(via phw’s blog on Tor Project)
Over the last years, we learned a lot about how the Great Firewall of China is blocking Tor. Some questions remained unanswered, however. Roya, Mueen, Jed, and I just published a project which seeks to answer some of these open questions. Being curious as we are, we tried to find answers to the following questions:
- Is the filtering decentralised (i.e., happening in provinces) or centralised (i.e., happening in Internet exchange points (IXP))?
- Are there any temporal patterns in the filtering? Or in other words, are there certain times when people are more likely to be able to connect to Tor?
- Similarly, are there any spatial patterns? Are folks in some special regions of China able to connect to Tor while others cannot?
- When a computer in China tries to connect to a Tor relay, what part of the TCP handshake is blocked?
It turns out that some of these questions are quite tricky to answer. For example, to find spatial patterns, we need to be able to measure the connectivity between many Tor relays and many clients in China. However, we are not able to control even a single one of these machines. So how do we proceed from here? As so often, side channels come to the rescue! In particular, we made use of two neat network measurement side channels which are the hybrid idle scan and the SYN backlog scan. The backlog scan is a new side channel we discovered and discuss in our paper. Equipped with these two powerful techniques, we were able to infer if there is packet loss between relay A and client B even though we cannot control A and B.
You might notice that our measurement techniques are quite different from most other Internet censorship studies which rely on machines inside the censoring country. While our techniques give us a lot more geographical coverage, they come at a price which is flexibility; we are limited to measuring Internet filtering on the IP layer. More sophisticated filtering techniques such as deep packet inspection remain outside our scope.

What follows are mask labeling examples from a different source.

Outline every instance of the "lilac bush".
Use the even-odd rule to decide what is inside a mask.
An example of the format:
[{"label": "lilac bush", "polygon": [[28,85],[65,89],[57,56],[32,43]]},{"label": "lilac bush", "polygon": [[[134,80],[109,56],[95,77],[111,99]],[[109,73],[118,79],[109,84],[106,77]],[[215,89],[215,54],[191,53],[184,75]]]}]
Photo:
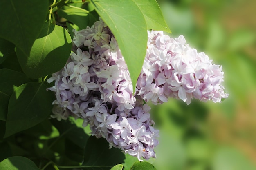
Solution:
[{"label": "lilac bush", "polygon": [[111,31],[100,18],[91,27],[73,30],[73,52],[64,67],[47,80],[56,99],[52,117],[83,120],[92,135],[105,138],[143,161],[155,157],[159,130],[153,128],[150,107],[169,97],[190,103],[193,98],[221,102],[228,97],[222,67],[204,53],[161,31],[148,31],[146,54],[136,91]]}]

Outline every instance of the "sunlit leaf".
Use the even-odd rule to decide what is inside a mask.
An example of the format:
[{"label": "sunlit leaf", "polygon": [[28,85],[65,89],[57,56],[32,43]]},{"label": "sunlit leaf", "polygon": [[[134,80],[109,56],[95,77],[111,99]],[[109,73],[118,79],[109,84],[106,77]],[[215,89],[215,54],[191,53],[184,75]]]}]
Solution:
[{"label": "sunlit leaf", "polygon": [[0,120],[5,120],[9,99],[15,87],[29,82],[24,74],[8,69],[0,70]]},{"label": "sunlit leaf", "polygon": [[137,161],[134,163],[130,170],[156,170],[154,166],[147,162]]},{"label": "sunlit leaf", "polygon": [[35,163],[23,157],[10,157],[0,162],[0,169],[4,170],[40,170]]},{"label": "sunlit leaf", "polygon": [[128,66],[134,92],[146,55],[147,25],[132,0],[91,0],[117,39]]},{"label": "sunlit leaf", "polygon": [[112,168],[110,170],[122,170],[123,169],[123,165],[117,164]]},{"label": "sunlit leaf", "polygon": [[140,9],[147,23],[148,29],[171,33],[162,12],[155,0],[132,0]]},{"label": "sunlit leaf", "polygon": [[50,22],[45,23],[33,45],[30,55],[17,49],[23,71],[30,78],[36,79],[61,70],[70,54],[71,42],[65,29]]},{"label": "sunlit leaf", "polygon": [[11,96],[4,137],[31,128],[51,112],[54,95],[43,82],[31,82],[16,88]]},{"label": "sunlit leaf", "polygon": [[46,19],[49,2],[0,1],[0,37],[14,44],[27,55]]}]

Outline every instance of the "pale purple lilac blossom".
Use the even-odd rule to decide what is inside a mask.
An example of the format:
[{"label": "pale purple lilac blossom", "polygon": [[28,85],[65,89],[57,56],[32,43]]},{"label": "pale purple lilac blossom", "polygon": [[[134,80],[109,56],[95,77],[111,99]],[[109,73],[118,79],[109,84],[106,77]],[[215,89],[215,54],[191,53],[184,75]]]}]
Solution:
[{"label": "pale purple lilac blossom", "polygon": [[148,48],[136,92],[117,41],[100,18],[91,27],[73,31],[72,53],[64,67],[47,82],[55,93],[52,118],[83,120],[92,135],[103,137],[110,147],[148,160],[155,157],[159,130],[150,119],[150,108],[169,97],[186,101],[220,102],[228,95],[220,85],[221,67],[204,53],[162,31],[148,31]]}]

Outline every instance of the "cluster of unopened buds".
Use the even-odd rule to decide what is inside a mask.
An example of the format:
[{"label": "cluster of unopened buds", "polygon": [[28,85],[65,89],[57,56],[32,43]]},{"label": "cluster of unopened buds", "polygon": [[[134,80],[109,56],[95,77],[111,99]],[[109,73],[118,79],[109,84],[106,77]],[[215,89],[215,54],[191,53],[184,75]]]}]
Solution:
[{"label": "cluster of unopened buds", "polygon": [[221,85],[222,67],[198,53],[182,35],[173,39],[161,31],[148,31],[146,54],[136,92],[113,35],[100,18],[91,27],[74,30],[72,53],[64,67],[47,80],[54,92],[52,118],[83,120],[92,135],[110,147],[148,160],[155,157],[159,130],[150,107],[180,99],[221,102],[227,97]]}]

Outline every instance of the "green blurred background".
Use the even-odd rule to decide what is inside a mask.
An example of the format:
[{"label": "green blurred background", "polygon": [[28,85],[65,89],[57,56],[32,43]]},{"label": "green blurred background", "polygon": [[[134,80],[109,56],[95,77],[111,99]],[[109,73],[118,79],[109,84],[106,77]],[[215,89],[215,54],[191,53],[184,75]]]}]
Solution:
[{"label": "green blurred background", "polygon": [[256,170],[256,1],[158,0],[173,38],[223,66],[221,103],[152,106],[160,170]]}]

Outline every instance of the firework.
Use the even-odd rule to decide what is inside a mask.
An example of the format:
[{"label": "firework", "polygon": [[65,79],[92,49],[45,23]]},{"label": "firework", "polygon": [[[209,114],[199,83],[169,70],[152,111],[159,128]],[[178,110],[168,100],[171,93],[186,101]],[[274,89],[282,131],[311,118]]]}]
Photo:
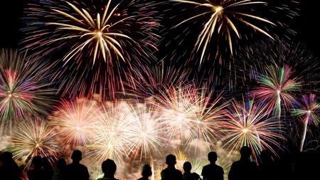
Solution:
[{"label": "firework", "polygon": [[293,70],[288,65],[267,67],[265,74],[259,76],[260,87],[252,92],[252,97],[265,103],[267,111],[274,110],[275,115],[281,117],[282,105],[289,109],[294,101],[294,92],[300,90],[301,83],[292,77]]},{"label": "firework", "polygon": [[124,72],[154,59],[158,23],[149,6],[140,0],[34,1],[26,10],[23,44],[44,55],[60,51],[54,58],[63,68],[55,77],[63,95],[114,97],[123,90]]},{"label": "firework", "polygon": [[132,159],[152,157],[167,142],[161,115],[156,107],[132,107],[124,135],[130,144]]},{"label": "firework", "polygon": [[93,120],[95,132],[88,144],[89,157],[102,163],[107,159],[122,162],[130,153],[129,140],[125,136],[131,111],[125,102],[106,102]]},{"label": "firework", "polygon": [[238,51],[236,59],[238,60],[230,69],[224,70],[223,74],[230,77],[228,80],[235,82],[235,88],[258,79],[269,65],[291,67],[292,77],[299,77],[304,90],[316,90],[319,83],[319,58],[300,43],[284,39],[259,41]]},{"label": "firework", "polygon": [[[194,6],[194,9],[204,9],[203,11],[200,11],[201,13],[196,14],[181,23],[178,23],[174,28],[181,26],[191,21],[198,21],[198,19],[203,19],[204,23],[202,24],[202,30],[198,36],[195,48],[196,51],[201,50],[201,56],[200,63],[203,61],[205,53],[207,50],[207,46],[211,41],[212,37],[216,34],[221,39],[225,39],[226,43],[229,46],[229,50],[231,54],[233,52],[233,44],[235,43],[235,37],[241,38],[240,28],[238,26],[240,23],[243,23],[256,31],[259,31],[270,38],[273,38],[270,36],[266,30],[250,23],[250,21],[258,21],[262,23],[272,24],[274,23],[268,21],[266,18],[260,18],[256,15],[256,12],[252,11],[253,7],[257,5],[266,5],[266,2],[263,1],[251,1],[249,0],[245,1],[203,1],[199,3],[194,1],[183,1],[183,0],[172,0],[172,1],[188,4]],[[245,37],[245,36],[244,36]]]},{"label": "firework", "polygon": [[[33,60],[35,58],[36,60]],[[50,88],[52,65],[15,50],[0,50],[0,121],[47,115],[56,90]]]},{"label": "firework", "polygon": [[29,168],[35,156],[47,157],[54,164],[59,147],[53,129],[45,121],[36,117],[19,123],[14,129],[12,154],[14,159],[27,162],[25,169]]},{"label": "firework", "polygon": [[260,152],[268,149],[277,155],[273,147],[281,149],[277,139],[284,139],[279,134],[278,122],[269,117],[268,108],[253,100],[238,102],[232,100],[226,112],[228,121],[223,125],[227,134],[225,146],[231,147],[230,152],[249,146],[257,160]]},{"label": "firework", "polygon": [[302,152],[306,139],[308,125],[314,123],[317,125],[320,122],[319,117],[320,103],[316,102],[314,94],[310,94],[309,97],[308,95],[303,95],[302,101],[297,101],[296,104],[297,108],[292,110],[292,115],[300,117],[304,124],[304,130],[299,147],[299,150]]},{"label": "firework", "polygon": [[134,97],[144,98],[157,95],[161,91],[182,84],[190,73],[188,70],[176,68],[164,62],[159,65],[136,67],[133,71],[134,76],[130,77],[129,83],[132,94]]},{"label": "firework", "polygon": [[49,119],[50,125],[58,129],[63,147],[85,146],[90,143],[94,130],[92,116],[98,110],[95,102],[79,98],[73,101],[63,100],[60,104]]},{"label": "firework", "polygon": [[164,125],[169,128],[169,138],[178,138],[183,144],[200,139],[209,147],[220,137],[220,123],[223,108],[221,94],[197,89],[195,85],[171,88],[156,97],[161,107]]}]

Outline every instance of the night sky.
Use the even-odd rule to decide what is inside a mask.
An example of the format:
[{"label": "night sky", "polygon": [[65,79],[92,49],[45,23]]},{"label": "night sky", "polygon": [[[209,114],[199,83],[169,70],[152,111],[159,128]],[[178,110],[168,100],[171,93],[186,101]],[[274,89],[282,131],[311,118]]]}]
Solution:
[{"label": "night sky", "polygon": [[[0,48],[18,47],[22,33],[19,29],[22,25],[23,6],[26,4],[23,0],[10,0],[1,1],[0,5]],[[23,2],[24,1],[24,2]],[[318,57],[320,56],[319,28],[316,26],[319,22],[320,14],[316,4],[311,3],[316,0],[300,1],[300,16],[293,20],[293,28],[297,31],[297,40],[308,46]]]}]

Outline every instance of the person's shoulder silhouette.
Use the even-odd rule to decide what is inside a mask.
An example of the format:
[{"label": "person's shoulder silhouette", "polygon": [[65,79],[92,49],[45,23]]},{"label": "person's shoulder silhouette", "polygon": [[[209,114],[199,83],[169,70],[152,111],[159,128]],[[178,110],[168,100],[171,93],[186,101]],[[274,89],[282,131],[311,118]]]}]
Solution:
[{"label": "person's shoulder silhouette", "polygon": [[161,171],[161,180],[182,180],[182,173],[176,169],[174,165],[176,164],[176,157],[174,154],[169,154],[166,157],[166,164],[168,167]]},{"label": "person's shoulder silhouette", "polygon": [[5,152],[0,155],[2,165],[0,166],[0,179],[20,179],[21,171],[18,164],[12,159],[12,154]]},{"label": "person's shoulder silhouette", "polygon": [[251,149],[242,147],[240,149],[240,159],[231,165],[229,180],[251,180],[257,179],[257,166],[250,160]]},{"label": "person's shoulder silhouette", "polygon": [[82,159],[82,153],[79,150],[75,150],[71,155],[73,162],[65,167],[65,177],[68,180],[89,180],[89,171],[87,168],[80,164]]},{"label": "person's shoulder silhouette", "polygon": [[27,172],[29,180],[43,180],[46,179],[46,174],[42,168],[42,157],[36,156],[31,162],[33,168]]},{"label": "person's shoulder silhouette", "polygon": [[98,179],[97,180],[117,180],[114,178],[114,174],[117,171],[117,164],[112,159],[107,159],[102,162],[101,165],[105,175],[103,178]]},{"label": "person's shoulder silhouette", "polygon": [[210,164],[202,169],[201,175],[203,180],[223,180],[223,169],[215,164],[218,159],[217,153],[210,152],[208,154],[208,160]]}]

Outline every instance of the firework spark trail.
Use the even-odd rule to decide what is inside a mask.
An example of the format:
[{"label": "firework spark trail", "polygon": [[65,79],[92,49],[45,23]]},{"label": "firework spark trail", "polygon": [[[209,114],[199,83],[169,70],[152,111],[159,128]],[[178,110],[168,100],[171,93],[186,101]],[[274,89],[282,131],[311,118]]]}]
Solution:
[{"label": "firework spark trail", "polygon": [[0,50],[0,118],[48,115],[56,90],[49,88],[52,64],[15,50]]},{"label": "firework spark trail", "polygon": [[85,146],[90,142],[95,131],[92,119],[99,109],[96,102],[78,98],[70,101],[62,100],[60,104],[49,117],[50,125],[58,129],[58,137],[62,137],[63,147]]},{"label": "firework spark trail", "polygon": [[[34,1],[26,11],[23,43],[63,66],[55,78],[63,95],[114,97],[132,66],[155,59],[153,31],[159,24],[150,6],[141,0]],[[57,49],[60,55],[53,54]]]},{"label": "firework spark trail", "polygon": [[51,164],[57,160],[59,147],[53,129],[47,123],[36,117],[18,124],[12,137],[14,158],[26,162],[28,169],[35,156],[47,157]]},{"label": "firework spark trail", "polygon": [[268,149],[277,156],[273,147],[281,146],[278,139],[284,139],[280,134],[278,122],[270,117],[267,107],[246,102],[231,101],[229,110],[226,112],[228,121],[223,125],[227,133],[224,146],[231,147],[230,152],[240,150],[243,146],[249,146],[257,160],[260,152]]},{"label": "firework spark trail", "polygon": [[92,143],[87,146],[89,157],[98,163],[108,158],[122,162],[130,152],[130,144],[124,132],[131,112],[120,102],[102,104],[100,109],[100,115],[94,119]]},{"label": "firework spark trail", "polygon": [[289,109],[295,100],[294,92],[300,90],[302,84],[292,74],[293,70],[288,65],[269,65],[257,79],[260,86],[250,92],[252,97],[266,104],[268,112],[274,110],[279,120],[282,105]]},{"label": "firework spark trail", "polygon": [[[230,51],[231,54],[233,53],[233,43],[235,43],[233,42],[234,37],[233,36],[241,38],[240,32],[238,31],[238,28],[235,21],[239,21],[245,24],[246,26],[252,28],[255,31],[259,31],[273,39],[272,36],[266,31],[250,22],[250,20],[255,20],[275,26],[274,23],[267,19],[254,15],[252,11],[252,6],[254,7],[258,4],[266,5],[266,2],[251,1],[249,0],[240,1],[222,0],[218,1],[218,2],[206,0],[203,1],[203,3],[183,0],[172,0],[171,1],[193,4],[195,6],[195,9],[203,7],[207,9],[204,13],[194,15],[174,27],[176,28],[182,23],[199,18],[206,17],[206,18],[203,18],[208,19],[208,21],[203,24],[203,29],[200,33],[195,45],[195,48],[196,48],[197,51],[202,47],[200,64],[201,64],[201,62],[203,60],[208,44],[210,43],[211,38],[214,36],[215,33],[221,36],[225,36],[225,37],[223,37],[223,38],[226,39],[227,43],[229,46],[229,50]],[[245,10],[247,11],[245,11]],[[207,18],[206,17],[209,18]]]},{"label": "firework spark trail", "polygon": [[236,59],[239,60],[235,61],[231,69],[225,69],[223,74],[230,77],[227,80],[235,82],[232,85],[235,88],[259,79],[270,65],[290,67],[294,70],[292,77],[299,77],[304,90],[316,90],[319,84],[319,58],[301,43],[284,39],[258,41],[238,51]]},{"label": "firework spark trail", "polygon": [[212,92],[206,90],[195,85],[172,87],[156,97],[170,139],[178,138],[181,144],[201,139],[211,148],[220,137],[220,124],[226,103],[220,102],[221,94],[214,97]]},{"label": "firework spark trail", "polygon": [[164,62],[159,65],[134,67],[133,71],[134,76],[128,75],[132,94],[142,98],[157,95],[161,91],[183,84],[190,73],[188,70],[171,67]]},{"label": "firework spark trail", "polygon": [[161,154],[167,139],[161,123],[161,116],[156,107],[130,107],[131,114],[124,127],[128,139],[132,159],[152,157],[155,152]]},{"label": "firework spark trail", "polygon": [[293,116],[300,117],[304,125],[303,134],[299,147],[300,152],[302,152],[308,125],[314,124],[318,125],[320,122],[319,116],[320,103],[316,102],[316,95],[310,94],[309,96],[306,95],[303,95],[302,101],[297,101],[295,106],[296,108],[292,110],[292,114]]}]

Now what we did was to measure the connectivity between several dozen Tor relays and computers in China over four weeks which means that we collected plenty of data points, each of which telling us “was A able to talk to B at time T?”. These data points reveal a number of interesting things:
- It appears that many IP addresses inside the China Education and Research Network (CERNET) are able to connect to at least our Tor relay.
- Apart from the CERNET netblock, the filtering seems to be quite effective despite occasional country-wide downtimes.
- It seems like the filtering is centralised at the IXP level instead of being decentralised at the provincial level. That makes sense from the censor’s point of view because it is cheap, effective, and easy to control.
Now what does all of this mean for Tor users? Our results show that China still has a tight grip on its communication infrastructure, especially on the IP and TCP layer. That is why our circumvention efforts mostly focus on the application layer (with meek being an exception) and pluggable transport protocols such as ScrambleSuit (which is now part of the experimental version of TorBrowser) and obfs4 are specifically designed to thwart the firewall’s active probing attacks.